We are so pleased to welcome Lynn Laidlaw to our HSR UK Board of Trustees! In this interview, Lynn introduces herself to the HSR UK community and offers some insights into what she hopes to achieve during her time with us...
How did you first get involved with research?
I became unwell around 10 years ago, and what followed was a 4-year diagnostic odyssey and I was eventually diagnosed with a rare, auto immune Rheumatic disease in overlap with an inflammatory arthritis variant. I have since gone on to develop multiple long-term conditions. In that time, I tried to research my symptoms and access research papers that could help. Many of these were behind paywalls or didn’t address the issues that I felt were important. That’s when I discovered Patient and Public Involvement (PPI) in research. It made sense to me that involving patients and the public as part of the research team could only help, not hinder. No one cares more about health and social care research than the people affected and, if I didn’t feel my unique insight and experiences could help, I wouldn’t waste researchers time, it’s too important.
What health services and social care research areas do you see as priorities for patients and the public in 2024?

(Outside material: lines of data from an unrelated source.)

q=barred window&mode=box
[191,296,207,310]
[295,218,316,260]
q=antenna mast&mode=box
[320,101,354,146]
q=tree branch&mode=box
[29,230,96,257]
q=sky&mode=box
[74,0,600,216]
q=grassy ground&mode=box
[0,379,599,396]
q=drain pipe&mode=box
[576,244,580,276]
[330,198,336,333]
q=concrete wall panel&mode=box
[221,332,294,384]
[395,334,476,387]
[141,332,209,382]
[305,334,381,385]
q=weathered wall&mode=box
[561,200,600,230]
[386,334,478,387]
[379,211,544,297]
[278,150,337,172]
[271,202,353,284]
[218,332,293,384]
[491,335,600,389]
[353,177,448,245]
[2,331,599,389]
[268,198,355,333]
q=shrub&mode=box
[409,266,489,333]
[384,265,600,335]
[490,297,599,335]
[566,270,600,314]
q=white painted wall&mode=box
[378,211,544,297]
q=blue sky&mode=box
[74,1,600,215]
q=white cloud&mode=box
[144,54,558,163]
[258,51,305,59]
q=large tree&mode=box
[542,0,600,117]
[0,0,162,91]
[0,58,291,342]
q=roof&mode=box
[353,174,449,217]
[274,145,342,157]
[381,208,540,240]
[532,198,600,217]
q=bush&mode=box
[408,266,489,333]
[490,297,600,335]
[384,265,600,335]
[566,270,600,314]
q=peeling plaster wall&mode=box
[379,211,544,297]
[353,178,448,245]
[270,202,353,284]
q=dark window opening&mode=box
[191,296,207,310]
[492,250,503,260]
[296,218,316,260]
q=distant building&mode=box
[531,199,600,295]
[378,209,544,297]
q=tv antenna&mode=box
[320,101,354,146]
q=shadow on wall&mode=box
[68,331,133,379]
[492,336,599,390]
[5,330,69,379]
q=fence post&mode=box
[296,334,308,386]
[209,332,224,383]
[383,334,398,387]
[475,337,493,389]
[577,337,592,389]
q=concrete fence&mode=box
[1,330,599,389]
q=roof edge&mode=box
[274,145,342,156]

That’s a challenging question! I am not representative of patients and the public but the issues I hear people talking about are quality of life as opposed to hard outcomes such as hospitalisation and 1 or 5 year survival. Access to health and social care services, relationships with people working in these services, and whether they are set up to meet the needs of the people using them are also common topics. Health inequalities are an area of real concern and the impact of the politics of austerity. Why is life expectancy and crucial years of healthy life falling for certain groups of people? I also feel the separation of health and social care and services set up around single organ specialities doesn’t feel holistic to people and makes navigating services challenging.
What made you want to become a HSR UK Trustee?
I was surprised and super chuffed to be invited to apply to become a Trustee. I had attended and presented at the last two HSR UK Conferences and appreciated both the quality of the discussions and the topics chosen for the sessions. I know and work with many health care researchers and value the relationship I have with them. I knew through conversations that I had with people who work for, or are connected with HSR UK, that they are committed to PPI in research. Becoming a trustee just felt like an amazing and exciting opportunity to become directly involved in the work of HSR UK with people that I felt I could trust and build a relationship with.
What do you hope to achieve in your time as a Trustee?
I feel that I need to split this answer in two. On a personal level it feels like a very steep learning curve, but I am looking forward to learning about what it means to be a trustee and become involved with HSR UK. Also, it’s difficult to convey what it means to be offered this type of strategic opportunity as public contributor. I feel a big sense of responsibility to prove that patients and the public deserve a seat at decision-making tables and can add value. I would also like it to become business as usual for HSR UK to have patients and public on the board. I am growing uncomfortable with the term “lived experience” even though I often use it. Why do we feel we need to define people in this way? Surely all that should matter is that people are willing to contribute all their relevant experience as a Trustee and be open about their positionality and perspective.
What do you see as the benefits of high-quality patient and public involvement in research?
I believe there are multiple benefits, but then I would say that! Perhaps one of the most pressing is that it can reduce waste by encouraging researchers to ask whether the topic being researched of interest to the people affected by that condition? Are the outcomes of the research meaningful as opposed to measurable? Is this research that people would participate in or is the work involved in participating too great? High quality PPI is values and principles driven and is founded on building relationships, having conversations, and collaborating. The magic happens when multi-disciplinary teams come together and the research meets everyone’s needs, not just those that are perceived. It’s also a right, nothing about us without us. Public money pays for research and citizens have a right to become involved in the decisions about what research that money should fund.
What do you think health services and social care research can do to improve patient and public partnership working?
I am a bit obsessed with the issue of power, culture, and hierarchies in PPI. Culture eats strategy for breakfast, and we can develop multiple frameworks and checklists for involving people that are doomed to failure if we don’t acknowledge that organisations and individuals need to promote a culture that values partnership working. I have had the opportunity and privilege to work as a researcher on a few co-produced research projects. This impacted on my identity and sense of self, we need to acknowledge that PPI and co production can impact on everyone’s identity, including researchers and clinicians. Working in this way can present challenges, but they need to be acknowledged and, what Sarah Knowles and collaborators term “productive tensions”, need to be embraced. Organisations and individuals in research need to cede power, as opposed to the widespread, I think, paternalistic notion of empowering patients and the public. Patients and the public have to wait for an invitation to join research projects, its not yet considered a right. Often the only power we have is the power to walk away from research teams that don’t value our insight and experience. That all sounds quite deep and dark but, in the 10 years I have been involved in research, I have seen change and remain hopeful for the future of PPI.